En el sur, según le había explicado una vez, se encontraba el mar. Simún dejó que la palabra y su prolongado aliento, tras el que se ocultaba un poder perentorio, se derritieran en su lengua. No sabía qué significaba. «Una gran masa de agua que no se puede beber», le había respondido su abuelo, fiel a lo que le habían contestado a él mismo. Que no se puede beber… ¿Qué clase de agua era ésa? ¿Acaso no sería húmeda y fresca? «Un espejo del cielo -rezaba otra descripción-, igual de azul e interminable.» ¡Pero el cielo no podía extenderse a los pies de uno! ¿Dónde se sustentarían entonces? Simún se sintió mareada sólo con pensarlo.
Al este quedaba un reino extraño que se llamaba Hadramaut y en el que los sagrados árboles del incienso estaban custodiados por espíritus que bebían sangre. Del oeste, por el contrario, su abuelo nunca le había hablado. «No sé», le contestaba siempre, y evitaba todas sus demás preguntas. Más adelante, cuando Simún dejó de creer en los jinn , le había parecido comprender de dónde procedía su rechazo. El oeste indicaba precisamente la dirección en la que se había marchado dos veces su madre.
Madre : a la imaginación de Simún le costaba tanto darle forma a esa voz como a la palabra «mar». Sin embargo, igual que ésta, albergaba un misterio susurrante y turbador. Simún permaneció largo rato perdida en las dudas. El sol, por el contrario, no desperdiciaba el tiempo y ya le ardía en la cabeza, abrasador. La muchacha alcanzó el odre de agua y dio un pequeño sorbo que paseó lentamente por toda la boca. «Vaya con Mujzen», pensó con fastidio. ¿Por qué no había cargado dos odres, ya que había pensado en ello? Sin embargo, así eran las cosas: toda bendición tenía un límite, ajustado y dolorosamente palpable. Mientras cavilaba, su mirada no se separó en ningún momento del horizonte. Ninguna dirección le prometía agua.
Al cabo, se enderezó y clavó los talones en los flancos de su montura. Simún había elegido. Iría al oeste.
Cabalgó tres días y tres noches. Las largas tardes las pasaba agazapada a la sombra de su camello, con la capa echada sobre la cabeza. Los minutos pasaban como si fueran siglos. Simún creyó oír cómo el viento serraba las montañas y éstas entonaban su canto fúnebre. La arena del aire le hablaba de la época en que las aguas todavía bramaban sobre ella. Allí donde el sol la tocaba, su piel quedaba abrasada como si se hubiera quemado al fuego. Simún intentaba conservar en la boca cada sorbo de agua hasta que desaparecía por sí solo. El agua estaba caliente como la sangre; sabía a cuero y a cabra, pero era líquida, era vida.
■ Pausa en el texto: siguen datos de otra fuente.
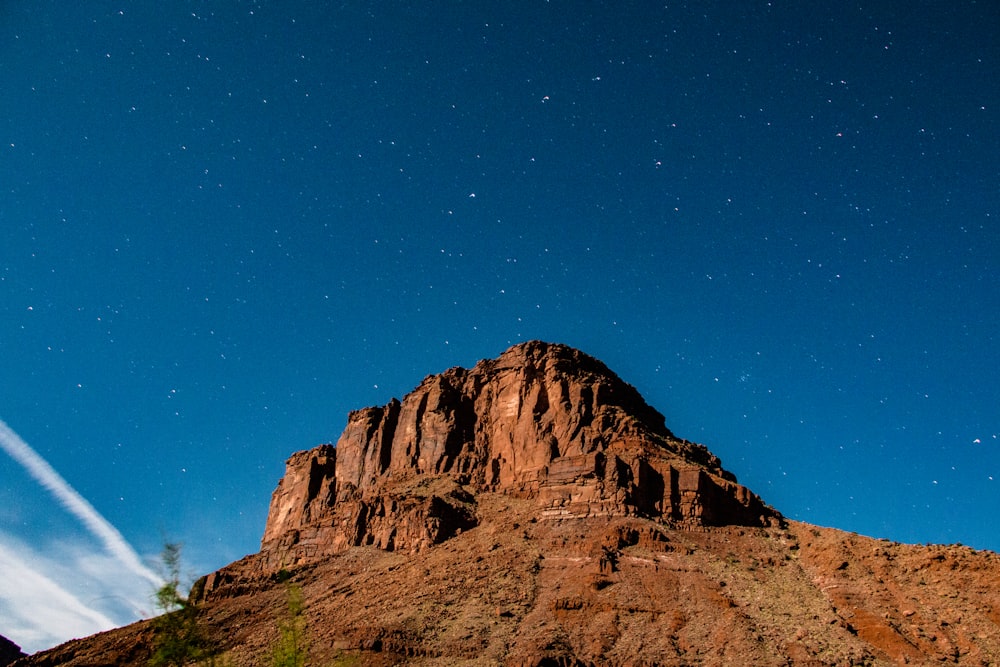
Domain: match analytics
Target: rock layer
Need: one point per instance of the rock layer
(542, 421)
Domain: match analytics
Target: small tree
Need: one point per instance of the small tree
(178, 640)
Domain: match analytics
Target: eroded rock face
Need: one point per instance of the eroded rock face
(541, 421)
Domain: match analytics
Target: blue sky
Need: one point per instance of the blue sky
(225, 225)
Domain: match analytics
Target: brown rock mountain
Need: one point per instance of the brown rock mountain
(534, 510)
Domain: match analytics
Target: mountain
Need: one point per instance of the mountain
(535, 510)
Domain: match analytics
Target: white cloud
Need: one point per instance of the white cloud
(72, 586)
(72, 501)
(68, 590)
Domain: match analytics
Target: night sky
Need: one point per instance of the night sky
(223, 225)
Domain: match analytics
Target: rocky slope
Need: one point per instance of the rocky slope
(534, 510)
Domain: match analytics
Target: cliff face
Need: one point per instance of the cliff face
(573, 529)
(542, 422)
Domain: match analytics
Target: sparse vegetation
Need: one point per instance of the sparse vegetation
(178, 641)
(291, 649)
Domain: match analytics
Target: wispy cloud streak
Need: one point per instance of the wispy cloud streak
(74, 503)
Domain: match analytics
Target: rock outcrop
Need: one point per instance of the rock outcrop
(542, 422)
(573, 529)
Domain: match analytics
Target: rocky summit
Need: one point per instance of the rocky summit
(535, 510)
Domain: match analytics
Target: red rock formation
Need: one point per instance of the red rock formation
(542, 421)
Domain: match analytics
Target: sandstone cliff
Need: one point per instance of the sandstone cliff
(542, 422)
(534, 510)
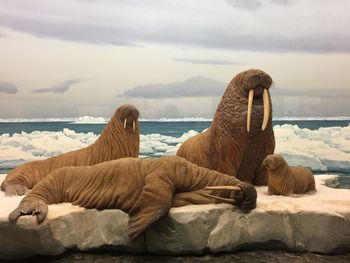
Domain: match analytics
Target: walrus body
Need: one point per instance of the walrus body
(119, 139)
(144, 188)
(233, 144)
(286, 180)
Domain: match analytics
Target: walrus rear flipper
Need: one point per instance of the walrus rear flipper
(154, 203)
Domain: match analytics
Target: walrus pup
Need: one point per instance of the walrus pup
(286, 180)
(144, 188)
(241, 134)
(120, 138)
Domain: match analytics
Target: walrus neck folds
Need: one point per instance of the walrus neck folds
(110, 141)
(278, 176)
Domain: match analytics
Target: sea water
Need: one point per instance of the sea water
(322, 144)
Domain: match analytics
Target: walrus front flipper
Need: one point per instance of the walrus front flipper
(15, 189)
(36, 208)
(153, 203)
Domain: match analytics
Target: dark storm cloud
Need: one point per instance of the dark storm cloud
(276, 26)
(193, 87)
(207, 61)
(58, 88)
(7, 87)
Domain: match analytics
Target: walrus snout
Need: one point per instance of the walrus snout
(128, 116)
(272, 161)
(257, 84)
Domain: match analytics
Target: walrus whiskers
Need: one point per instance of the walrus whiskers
(227, 200)
(224, 187)
(266, 109)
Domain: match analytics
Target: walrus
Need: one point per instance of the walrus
(120, 138)
(144, 188)
(241, 134)
(286, 180)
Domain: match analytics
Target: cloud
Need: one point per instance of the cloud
(192, 87)
(256, 4)
(207, 61)
(312, 93)
(246, 4)
(58, 88)
(276, 26)
(7, 87)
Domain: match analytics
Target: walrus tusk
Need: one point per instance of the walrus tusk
(224, 187)
(232, 201)
(250, 104)
(266, 109)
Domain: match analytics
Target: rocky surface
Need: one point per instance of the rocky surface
(316, 223)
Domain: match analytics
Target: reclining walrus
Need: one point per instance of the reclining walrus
(144, 188)
(286, 180)
(120, 138)
(241, 134)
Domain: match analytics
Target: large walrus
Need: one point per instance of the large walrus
(144, 188)
(120, 138)
(241, 134)
(286, 180)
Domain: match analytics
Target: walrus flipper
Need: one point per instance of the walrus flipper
(15, 189)
(153, 203)
(35, 207)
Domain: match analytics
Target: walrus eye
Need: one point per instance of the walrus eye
(266, 109)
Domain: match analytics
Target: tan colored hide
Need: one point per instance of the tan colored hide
(144, 188)
(286, 180)
(120, 138)
(241, 134)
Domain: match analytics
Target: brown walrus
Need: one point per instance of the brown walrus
(144, 188)
(286, 180)
(120, 138)
(241, 134)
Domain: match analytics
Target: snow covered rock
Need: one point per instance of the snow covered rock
(317, 223)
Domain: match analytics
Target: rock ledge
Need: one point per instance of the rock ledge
(316, 223)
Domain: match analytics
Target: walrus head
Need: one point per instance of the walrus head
(254, 84)
(273, 161)
(127, 116)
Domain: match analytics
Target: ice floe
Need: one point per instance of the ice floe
(325, 149)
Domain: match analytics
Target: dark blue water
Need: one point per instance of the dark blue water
(175, 129)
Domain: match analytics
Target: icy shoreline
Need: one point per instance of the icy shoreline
(325, 149)
(315, 223)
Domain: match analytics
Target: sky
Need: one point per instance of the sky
(171, 59)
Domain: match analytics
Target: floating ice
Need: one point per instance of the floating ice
(325, 149)
(89, 120)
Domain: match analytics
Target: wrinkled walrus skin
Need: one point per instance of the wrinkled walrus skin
(286, 180)
(227, 146)
(144, 188)
(120, 138)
Y sentía cómo iba disminuyendo.
No llevaba consigo nada que comer y tampoco encontró alimentos, de manera que el estómago se le hizo pequeño y duro como una piedra. Pero qué importaba. Tal vez convertirse en piedra fuera la única posibilidad para sobrevivir en ese yermo. Extendió sus esbeltos dedos y los contempló. La piel se le había vuelto oscura como la madera. ¿Se le estaría encogiendo, secándose lentamente? ¿Se abrazaría pronto a los blancos huesos que Simún palpaba ya bajo ella? Sólo la larga melena que le caía sobre los hombros seguía reluciendo aún, más negra que el plumaje de cualquier pájaro. «Seguirá existiendo -pensó Simún-, seguirá aquí aunque yo haya desaparecido ya.» La dejaba ondear como un obstinado estandarte ruando cabalgaba.
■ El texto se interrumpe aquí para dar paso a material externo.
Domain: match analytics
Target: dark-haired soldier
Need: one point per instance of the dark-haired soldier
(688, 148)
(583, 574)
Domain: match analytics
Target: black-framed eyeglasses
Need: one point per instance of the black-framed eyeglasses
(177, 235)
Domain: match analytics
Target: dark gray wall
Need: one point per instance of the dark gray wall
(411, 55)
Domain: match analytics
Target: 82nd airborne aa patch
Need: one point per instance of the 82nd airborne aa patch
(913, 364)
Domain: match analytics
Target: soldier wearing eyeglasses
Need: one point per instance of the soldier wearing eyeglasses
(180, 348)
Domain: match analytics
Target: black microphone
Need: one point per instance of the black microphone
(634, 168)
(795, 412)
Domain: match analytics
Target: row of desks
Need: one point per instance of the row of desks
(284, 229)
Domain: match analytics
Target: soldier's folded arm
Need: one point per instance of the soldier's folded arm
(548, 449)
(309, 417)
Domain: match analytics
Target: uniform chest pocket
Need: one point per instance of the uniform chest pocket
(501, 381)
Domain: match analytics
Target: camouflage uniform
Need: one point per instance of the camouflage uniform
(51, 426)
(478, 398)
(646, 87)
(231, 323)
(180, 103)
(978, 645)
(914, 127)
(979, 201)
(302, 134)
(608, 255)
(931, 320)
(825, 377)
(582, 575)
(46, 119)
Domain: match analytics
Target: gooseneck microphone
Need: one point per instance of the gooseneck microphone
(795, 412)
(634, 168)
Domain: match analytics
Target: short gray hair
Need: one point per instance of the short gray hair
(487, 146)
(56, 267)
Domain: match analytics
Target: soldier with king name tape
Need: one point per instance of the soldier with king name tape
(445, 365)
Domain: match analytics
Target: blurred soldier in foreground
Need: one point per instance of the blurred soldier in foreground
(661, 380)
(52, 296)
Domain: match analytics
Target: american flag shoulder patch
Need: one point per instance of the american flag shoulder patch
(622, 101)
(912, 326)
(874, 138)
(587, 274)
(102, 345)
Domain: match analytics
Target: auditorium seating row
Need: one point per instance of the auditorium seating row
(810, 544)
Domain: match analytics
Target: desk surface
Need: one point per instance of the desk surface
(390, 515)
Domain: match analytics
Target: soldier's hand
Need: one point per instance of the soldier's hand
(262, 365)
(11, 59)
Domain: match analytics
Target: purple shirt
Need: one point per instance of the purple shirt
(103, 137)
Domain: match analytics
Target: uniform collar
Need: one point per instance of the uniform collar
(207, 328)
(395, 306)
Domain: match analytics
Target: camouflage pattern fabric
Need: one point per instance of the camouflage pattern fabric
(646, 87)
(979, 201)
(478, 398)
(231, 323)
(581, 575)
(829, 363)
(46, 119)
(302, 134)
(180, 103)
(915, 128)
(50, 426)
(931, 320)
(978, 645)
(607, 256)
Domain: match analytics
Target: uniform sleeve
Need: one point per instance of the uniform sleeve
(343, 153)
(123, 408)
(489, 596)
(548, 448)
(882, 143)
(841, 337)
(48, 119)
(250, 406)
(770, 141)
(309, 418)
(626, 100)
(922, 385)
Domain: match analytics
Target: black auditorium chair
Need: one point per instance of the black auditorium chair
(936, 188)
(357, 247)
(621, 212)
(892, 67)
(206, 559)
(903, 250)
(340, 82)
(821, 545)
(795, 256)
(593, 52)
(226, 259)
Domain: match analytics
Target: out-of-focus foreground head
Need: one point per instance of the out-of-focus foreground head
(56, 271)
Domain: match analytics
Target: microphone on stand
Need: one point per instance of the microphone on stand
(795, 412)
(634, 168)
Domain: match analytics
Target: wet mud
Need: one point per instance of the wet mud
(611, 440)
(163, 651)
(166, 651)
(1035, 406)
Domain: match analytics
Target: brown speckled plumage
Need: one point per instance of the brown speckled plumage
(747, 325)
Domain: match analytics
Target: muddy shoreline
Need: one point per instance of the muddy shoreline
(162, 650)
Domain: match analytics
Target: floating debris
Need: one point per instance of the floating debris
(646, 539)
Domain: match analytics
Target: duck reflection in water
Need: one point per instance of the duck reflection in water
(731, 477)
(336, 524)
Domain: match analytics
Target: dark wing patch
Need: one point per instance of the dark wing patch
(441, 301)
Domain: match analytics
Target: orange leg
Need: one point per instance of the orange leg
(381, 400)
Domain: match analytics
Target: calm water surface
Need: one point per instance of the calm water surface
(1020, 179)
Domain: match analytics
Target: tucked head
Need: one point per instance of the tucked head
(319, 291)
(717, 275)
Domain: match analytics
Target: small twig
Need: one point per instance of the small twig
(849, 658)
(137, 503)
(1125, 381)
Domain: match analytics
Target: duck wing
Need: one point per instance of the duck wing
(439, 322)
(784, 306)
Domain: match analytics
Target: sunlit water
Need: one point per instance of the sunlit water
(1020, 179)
Su única compañía en esos largos descansos eran los animales. Contemplaba en silencio a los grandes escarabajos negros y observaba sus prolijos denuedos, todos los obstáculos y los rodeos a los que tenían que enfrentarse, a rastras, con una voluntad tenaz e inamovible. «Como yo -pensaba Simún, y les quitaba de en medio una piedrecilla-. Tampoco yo me rindo. En el poblado no deberían haberlo esperado. Llegaré a mi destino, un destino grande y especial.» Cuál era ese destino, sin embargo, lo sabía tan poco como los escarabajos que se esforzaban caóticamente por llegar a ninguna parte.